Hacker News new | ask | show | jobs
by bndr 118 days ago
I run a small startup called SEOJuice, where I need to crawl a lot of pages all the time, and I can say that the biggest issue with crawling is the blocking part and how much you need to invest to circumvent Cloudflare and similar, just to get access to any website. The bandwith and storage are the smallest cost factor.

Even though, in my case, users add their own domains, it's still took me quite a bit of time to reach 99% chance to crawl a website — with a mix of residential proxies, captcha solvers, rotating user-agents, stealth chrome binaries, otherwise I would get 403 immediately with no HTML being served.

5 comments

Very interesting!

Yes, in this day and age, I could definitely see web pages being harder to crawl by search engines (and SEO companies and other users of automated web crawling technologies (AI agents?)) than they were in the early days of the Internet due to many possible causes -- many of which you've excellently described!

In other words, there's more to be aware of for anyone writing a search engine (or search-engine-like piece of software -- SEO, AI Agent, etc., etc.) than there was in the early days of the Internet, where everything was straight unencrypted http and most URLs were easily accessible without having to jump through additional hoops...

Which leads me to wonder... on the one hand, a website owner may not want bots and other automated software agents spidering their site (we have ROBOTS.TXT for this), but on the flip side, most business owners DO want publicity and easy accessibility for sales and marketing purposes, thus, they'd never want to issue a 403 (or other error code) for any public-facing product webpage...

Thus there may be a market for testing public facing business/product websites against faulty "I can't give you that web page for whatever reason" error codes from a wide variety of clients, from a wide variety of locations around the world.

That market is related to the market for testing if a website is up and functioning properly (the "uptime market"), again, from a wide variety of locations around the world, using a wide variety of browsers...

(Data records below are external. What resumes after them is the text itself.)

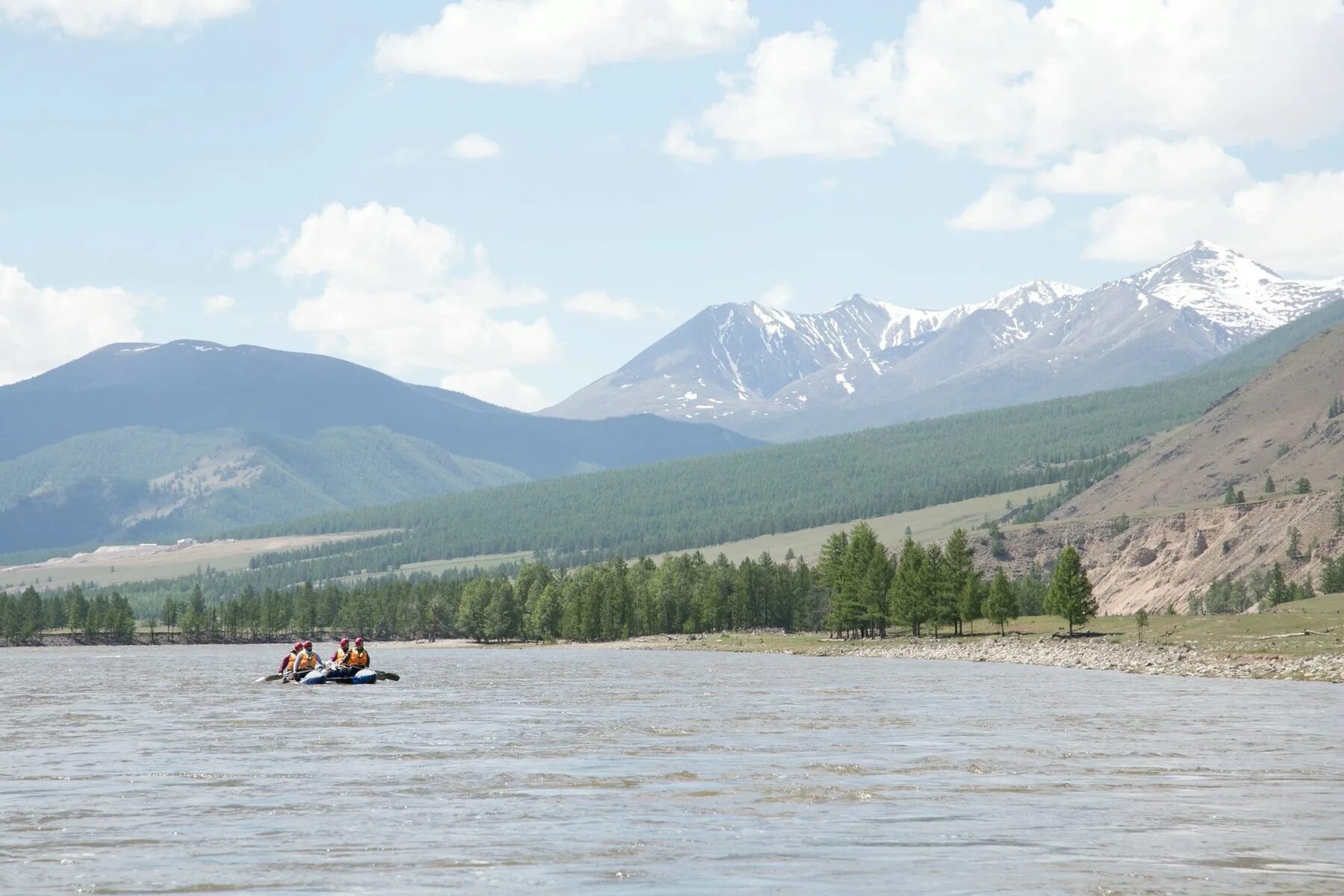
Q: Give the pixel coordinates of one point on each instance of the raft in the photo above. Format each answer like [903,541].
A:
[340,676]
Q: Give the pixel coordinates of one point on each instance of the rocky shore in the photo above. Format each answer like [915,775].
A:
[1080,653]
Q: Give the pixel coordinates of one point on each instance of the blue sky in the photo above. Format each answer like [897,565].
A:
[925,155]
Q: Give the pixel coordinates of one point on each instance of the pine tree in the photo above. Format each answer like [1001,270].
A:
[1277,586]
[1001,606]
[971,603]
[907,598]
[957,570]
[1070,593]
[470,612]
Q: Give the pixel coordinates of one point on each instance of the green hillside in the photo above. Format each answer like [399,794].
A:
[783,488]
[141,484]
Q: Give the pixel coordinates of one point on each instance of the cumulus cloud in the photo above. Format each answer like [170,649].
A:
[475,147]
[214,305]
[405,294]
[97,18]
[1001,208]
[1148,166]
[796,101]
[42,327]
[1293,225]
[497,386]
[680,143]
[603,305]
[556,42]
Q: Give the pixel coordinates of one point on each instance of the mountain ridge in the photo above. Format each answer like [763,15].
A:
[866,363]
[143,440]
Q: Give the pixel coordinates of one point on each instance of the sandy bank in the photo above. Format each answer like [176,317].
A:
[1082,653]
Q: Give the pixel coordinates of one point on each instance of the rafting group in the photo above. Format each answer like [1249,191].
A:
[349,664]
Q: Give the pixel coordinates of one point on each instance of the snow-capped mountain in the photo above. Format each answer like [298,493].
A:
[866,363]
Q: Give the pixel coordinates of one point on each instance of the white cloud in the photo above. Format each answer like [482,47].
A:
[475,147]
[97,18]
[1001,208]
[373,247]
[1148,166]
[779,296]
[603,305]
[556,42]
[796,102]
[394,297]
[680,141]
[214,305]
[497,386]
[1295,225]
[988,77]
[45,327]
[1011,87]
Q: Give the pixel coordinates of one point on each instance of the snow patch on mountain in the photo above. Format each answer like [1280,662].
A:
[759,361]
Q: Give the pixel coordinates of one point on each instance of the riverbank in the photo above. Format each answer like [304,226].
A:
[1080,653]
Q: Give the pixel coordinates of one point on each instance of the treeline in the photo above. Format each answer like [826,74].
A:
[99,618]
[1263,588]
[685,504]
[858,588]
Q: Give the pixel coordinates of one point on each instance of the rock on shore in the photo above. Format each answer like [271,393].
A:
[1081,653]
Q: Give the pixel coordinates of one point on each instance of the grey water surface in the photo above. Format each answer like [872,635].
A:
[167,770]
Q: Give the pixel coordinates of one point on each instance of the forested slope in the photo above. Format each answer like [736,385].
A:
[699,501]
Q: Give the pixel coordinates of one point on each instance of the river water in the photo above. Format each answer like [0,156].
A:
[167,770]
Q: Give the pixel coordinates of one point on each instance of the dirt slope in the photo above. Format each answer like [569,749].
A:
[1159,561]
[1276,423]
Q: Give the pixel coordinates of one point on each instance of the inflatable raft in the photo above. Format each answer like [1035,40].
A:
[342,676]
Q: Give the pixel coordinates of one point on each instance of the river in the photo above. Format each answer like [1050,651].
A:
[167,770]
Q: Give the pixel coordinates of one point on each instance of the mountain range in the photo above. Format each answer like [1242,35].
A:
[144,441]
[781,375]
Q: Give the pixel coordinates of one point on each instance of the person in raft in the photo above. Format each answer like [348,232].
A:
[305,660]
[358,657]
[288,662]
[342,653]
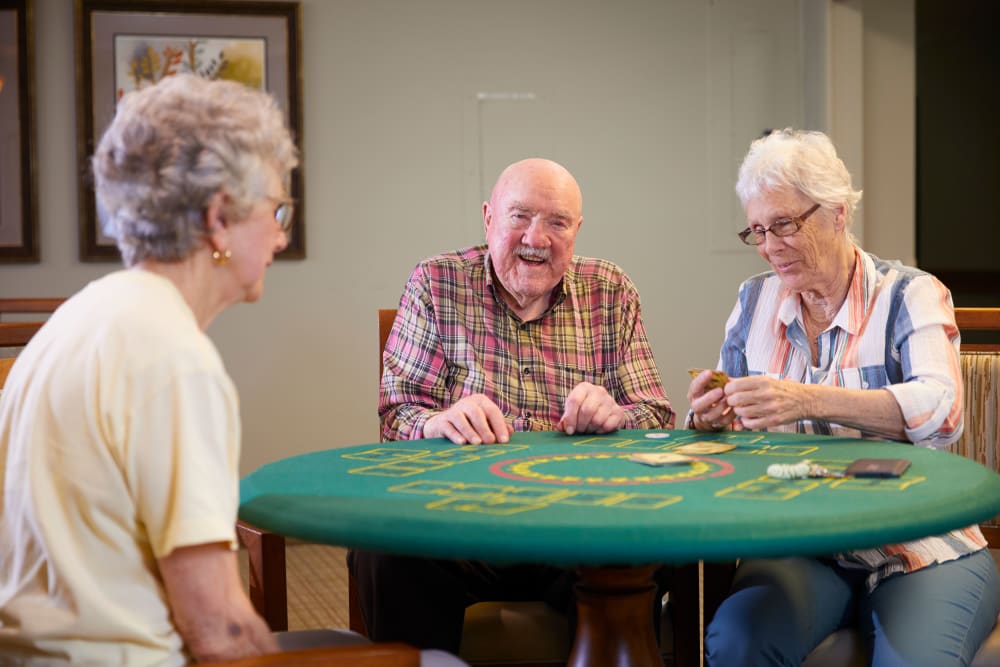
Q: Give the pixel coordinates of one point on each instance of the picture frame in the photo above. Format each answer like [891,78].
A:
[19,237]
[124,44]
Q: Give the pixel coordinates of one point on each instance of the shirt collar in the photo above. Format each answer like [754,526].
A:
[853,311]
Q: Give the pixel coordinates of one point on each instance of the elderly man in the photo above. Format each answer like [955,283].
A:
[516,335]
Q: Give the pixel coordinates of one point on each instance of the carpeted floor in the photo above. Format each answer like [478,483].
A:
[317,586]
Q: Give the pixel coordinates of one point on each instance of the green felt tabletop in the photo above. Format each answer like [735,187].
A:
[549,497]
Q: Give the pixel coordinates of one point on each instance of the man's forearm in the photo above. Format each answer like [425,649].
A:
[209,608]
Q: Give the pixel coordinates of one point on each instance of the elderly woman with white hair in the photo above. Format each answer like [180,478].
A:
[119,426]
[833,340]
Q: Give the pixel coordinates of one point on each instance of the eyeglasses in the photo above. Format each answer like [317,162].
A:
[782,227]
[284,213]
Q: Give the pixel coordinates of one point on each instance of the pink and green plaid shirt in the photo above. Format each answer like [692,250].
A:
[454,336]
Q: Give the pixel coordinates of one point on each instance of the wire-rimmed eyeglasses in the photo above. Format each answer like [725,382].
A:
[781,227]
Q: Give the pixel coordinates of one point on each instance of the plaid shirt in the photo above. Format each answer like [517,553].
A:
[895,331]
[455,336]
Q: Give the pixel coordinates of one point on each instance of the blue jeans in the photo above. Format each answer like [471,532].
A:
[779,610]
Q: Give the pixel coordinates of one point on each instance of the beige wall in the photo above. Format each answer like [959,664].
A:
[400,147]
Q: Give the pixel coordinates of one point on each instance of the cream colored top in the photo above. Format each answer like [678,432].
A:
[119,442]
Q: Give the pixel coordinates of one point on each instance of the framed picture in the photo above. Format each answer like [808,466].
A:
[123,45]
[18,182]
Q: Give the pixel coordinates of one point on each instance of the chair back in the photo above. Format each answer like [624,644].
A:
[386,316]
[980,363]
[16,333]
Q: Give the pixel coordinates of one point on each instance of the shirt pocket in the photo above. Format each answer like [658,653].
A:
[565,378]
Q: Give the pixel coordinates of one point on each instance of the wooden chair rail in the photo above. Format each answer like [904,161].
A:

So, a very interesting post!

Also (for future historians!) compare all of the restrictive factors which may prevent access to a public-facing web page today Vs. Tim Berners-Lee original vision for the web, which was basically to let scientists (and other academic types!) SHARE their data PUBLICLY with one another!

(Things have changed... a bit! :-) )

Anyway, a very interesting post, and a very interesting article -- for both present and future Search Engine programmers!

I wonder if circumvention is legal. It's so odd. In the US it seems you can just do this whereas if I'd start something like this in the EU, I don't think I could.
In Italy it’s a crime punishable up to 12 years to access any protected computer system without authorization, especially if it causes a DoS to the owner

Consider the case of selfhosting a web service on a low performance server and the abusive crawling goes on loop fetching data (which was happening when I was self hosting gitlab!)

https://www.brocardi.it/codice-penale/libro-secondo/titolo-x...

Can't your users just whitelist your IPs?
I'm in a similar boat and getting customers to whitelist IPs is always a big ask. In the best case they call their "tech guy", in the worst case it's a department far away and it has to go through 3 layers of reviews for someone to adapt some Cloudflare / Akamai rules.

And then you better make sure your IP is stable and a cloud provider isn't changing any IP assignments in the future, where you'll then have to contact all your clients again with that ask.

They're mostly non-technical/marketing people, but yes that would be a solution. I try to solve the issue "behind the scenes" so for them it "just works", but that means building all of these extra measures.
Would it make sense to advertise to the more technical minded a discount if they set up an IP whitelist with a tutorial you could provide ? A discount in exchange for reduced costs to you ?
The right solution is to be registered at Cloudflare, but then getting the customer reach the guy who handles Cloudflare settings (a few clicks) is the hard part.
Blocking seems really popular. I wonder if it coincides with stack overflow closing.
Just stop scraping. I'll do everything to block you.
> in my case, users add their own domains

Seems like they're only scraping websites their clients specifically ask them to

Now you've gamified it :)
It's a pretty easy game to win as the blocker. If you receive too many 404s against pages that don't exist, just ban the IP for a month. Actually got the idea from a hackernews comment too. Also thinking that if you crawl too many pages you should get banned as well.

There's no point in playing tug of war against unethical actors, just ban them and be done with it.

I don't think it's an uncommon opinion to behave this way either, nor are the crawlers users I want to help in any capacity either.

So you're blocking the absolute bottom of the barrel scrapers and feel like you 'won' because you don't even notice any scraper that isn't complete trash.

Then again why block them if they don't cause any issue in the first place? Instead of going ballistic on IPs that you don't vibe with you could also just do proper rate limiting.

If you think the game is played on a single IP address, you are not adept enough to be weighing in on this discussion.
What is the crawler is using a shared IP and you end up blocking legitimate users with the bad actor?
He said "it's pretty easy", probably not realizing there are whole industries on both sides of that cat and mouse game, making it not easy.